Apakah Boleh Dana Zakat Disalurkan dengan Pinjaman?
A
A
A
Pertanyaan:
Ustaz apakah boleh dana zakat disalurkan dengan sistem pinjaman (Al Qordhul Hasan)?
Raka–Jakarta
Jawaban:
Allah SWT telah menjelaskan asnaf (kelompok-kelompok) yang berhak atas dana zakat, dalam firman-Nya (artinya):
“Sesungguhnya sedekah-sedekah (zakat) itu hanya untuk orang-orang fakir, orang-orang miskin, para amil, orang-orang yang diikat hati mereka (muallaf), untuk (memerdekakan) budak, orang-orang yang berhutang, untuk jalan Allah dan orang-orang yang sedang dalam perjalanan, sebagai sesuatu ketetapan yang diwajibkan Allah; dan Allah Maha Mengetahui lagi Maha Bijaksana”. (QS Attaubah: 60).
Dalam ayat tersebut, terdapat 8 asnaf yang berhak atas dana zakat yaitu: Faqir, Miskin, Amil, Muallaf, Firriqob (hamba sahaya yangngin memerdekakan dirinya), Ghorimin (orang yang berhutang), Fi Sabilillah (Jihad dan kegiatan di jalan Allah), Ibnu Sabil (yang kehabisan ongkos, atau tertimpa bencana).
Alquran dan hadis tidak menyebutkan secara rinci dan detail tentang sistem atau cara penyaluran zakat. Hanya saja ulama’ mencoba mengambil istinbath dari sejumlah nash (teks) Alquran dan hadis tentang cara tersebut.

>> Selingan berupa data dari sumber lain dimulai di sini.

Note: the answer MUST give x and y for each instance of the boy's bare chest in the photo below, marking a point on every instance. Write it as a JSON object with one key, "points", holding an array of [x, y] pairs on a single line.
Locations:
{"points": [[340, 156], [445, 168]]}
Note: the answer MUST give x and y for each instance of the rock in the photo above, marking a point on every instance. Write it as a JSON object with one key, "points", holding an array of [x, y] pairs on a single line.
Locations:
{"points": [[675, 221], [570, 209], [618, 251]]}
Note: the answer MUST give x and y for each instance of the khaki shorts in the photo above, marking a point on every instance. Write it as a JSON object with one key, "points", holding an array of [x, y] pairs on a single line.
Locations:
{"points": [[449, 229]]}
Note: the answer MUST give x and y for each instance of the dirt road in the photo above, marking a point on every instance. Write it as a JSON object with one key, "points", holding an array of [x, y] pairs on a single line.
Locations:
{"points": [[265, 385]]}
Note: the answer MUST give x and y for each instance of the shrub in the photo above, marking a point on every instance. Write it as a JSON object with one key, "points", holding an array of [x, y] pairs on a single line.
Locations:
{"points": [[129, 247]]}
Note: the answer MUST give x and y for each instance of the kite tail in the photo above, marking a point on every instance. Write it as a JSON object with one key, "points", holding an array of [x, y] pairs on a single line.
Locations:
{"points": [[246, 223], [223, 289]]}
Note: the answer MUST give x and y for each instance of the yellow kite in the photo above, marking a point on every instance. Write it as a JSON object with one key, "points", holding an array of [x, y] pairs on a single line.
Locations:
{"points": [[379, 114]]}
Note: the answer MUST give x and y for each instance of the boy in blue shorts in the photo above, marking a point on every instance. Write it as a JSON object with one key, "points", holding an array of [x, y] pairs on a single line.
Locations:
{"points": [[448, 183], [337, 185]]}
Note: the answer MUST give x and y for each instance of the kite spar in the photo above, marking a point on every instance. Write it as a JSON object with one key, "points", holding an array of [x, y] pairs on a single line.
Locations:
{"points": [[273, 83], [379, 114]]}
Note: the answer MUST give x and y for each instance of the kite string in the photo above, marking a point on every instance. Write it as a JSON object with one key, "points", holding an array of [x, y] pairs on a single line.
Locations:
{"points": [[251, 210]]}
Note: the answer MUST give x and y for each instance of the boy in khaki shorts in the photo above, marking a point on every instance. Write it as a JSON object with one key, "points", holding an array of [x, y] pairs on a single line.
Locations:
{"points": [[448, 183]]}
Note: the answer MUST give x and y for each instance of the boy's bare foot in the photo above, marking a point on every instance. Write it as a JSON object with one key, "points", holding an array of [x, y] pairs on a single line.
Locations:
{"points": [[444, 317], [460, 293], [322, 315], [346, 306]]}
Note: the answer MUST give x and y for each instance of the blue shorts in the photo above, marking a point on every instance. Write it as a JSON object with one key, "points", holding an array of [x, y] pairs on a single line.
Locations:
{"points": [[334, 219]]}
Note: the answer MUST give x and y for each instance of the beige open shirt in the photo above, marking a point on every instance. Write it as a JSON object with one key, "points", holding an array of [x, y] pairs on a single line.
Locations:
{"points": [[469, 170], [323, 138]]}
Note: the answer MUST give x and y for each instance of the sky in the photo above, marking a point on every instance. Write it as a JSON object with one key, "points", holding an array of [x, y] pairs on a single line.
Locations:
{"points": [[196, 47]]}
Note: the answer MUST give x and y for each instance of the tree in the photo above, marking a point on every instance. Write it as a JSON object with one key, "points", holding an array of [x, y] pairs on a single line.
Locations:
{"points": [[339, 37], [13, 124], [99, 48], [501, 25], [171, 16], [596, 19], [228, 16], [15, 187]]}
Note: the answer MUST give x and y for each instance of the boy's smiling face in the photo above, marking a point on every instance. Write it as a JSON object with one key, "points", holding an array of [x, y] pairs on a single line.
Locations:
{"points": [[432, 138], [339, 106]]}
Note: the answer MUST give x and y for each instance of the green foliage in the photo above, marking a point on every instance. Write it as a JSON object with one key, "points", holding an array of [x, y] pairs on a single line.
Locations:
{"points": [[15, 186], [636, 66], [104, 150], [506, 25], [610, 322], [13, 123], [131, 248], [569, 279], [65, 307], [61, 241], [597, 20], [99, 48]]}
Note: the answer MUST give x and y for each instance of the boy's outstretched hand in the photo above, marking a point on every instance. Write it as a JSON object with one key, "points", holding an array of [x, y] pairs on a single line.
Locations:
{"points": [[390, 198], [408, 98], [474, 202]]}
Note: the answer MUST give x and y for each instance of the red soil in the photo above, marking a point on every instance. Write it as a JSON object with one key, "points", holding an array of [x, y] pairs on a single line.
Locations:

Dari sejumlah literature klasik, hampir tidak ditemukan pembahasan tentang penyaluran zakat dengan cara meminjamkan atau Al Qordhul Hasan. Namun hal tersebut tidak serta merta menunjukkan tidak boleh.
Walaupun Alquran saat menyebutkan asnaf yang berhak menerima zakat, menggunakan huruf laam yang berarti littamlik (untuk kepemilikan), namun dalam ilmu Fikih, kepemilikan tidak selamanya berarti tamlikul ‘ain (kepemilikan benda), namun juga dalam bentuk tamliikul manfa’ah (kepemilikan manfaat).
Sejumlah ulama’ kontemporer membolehkan penyaluran zakat dalam bentuk pinjaman atau Al Qordhul Hasan. Mereka antara lain: Syekh Abu Zahroh, Khollaf, Hasan Khan, DR Muhammad Humaidullah Al Haidar Abadi, DR Syauqi Ismail Syihatah, DR Yusuf Qordhowi dan sejumlah ulama’ lainnya. Dalil mereka adalah Qiyas, atau Qiyas Jali.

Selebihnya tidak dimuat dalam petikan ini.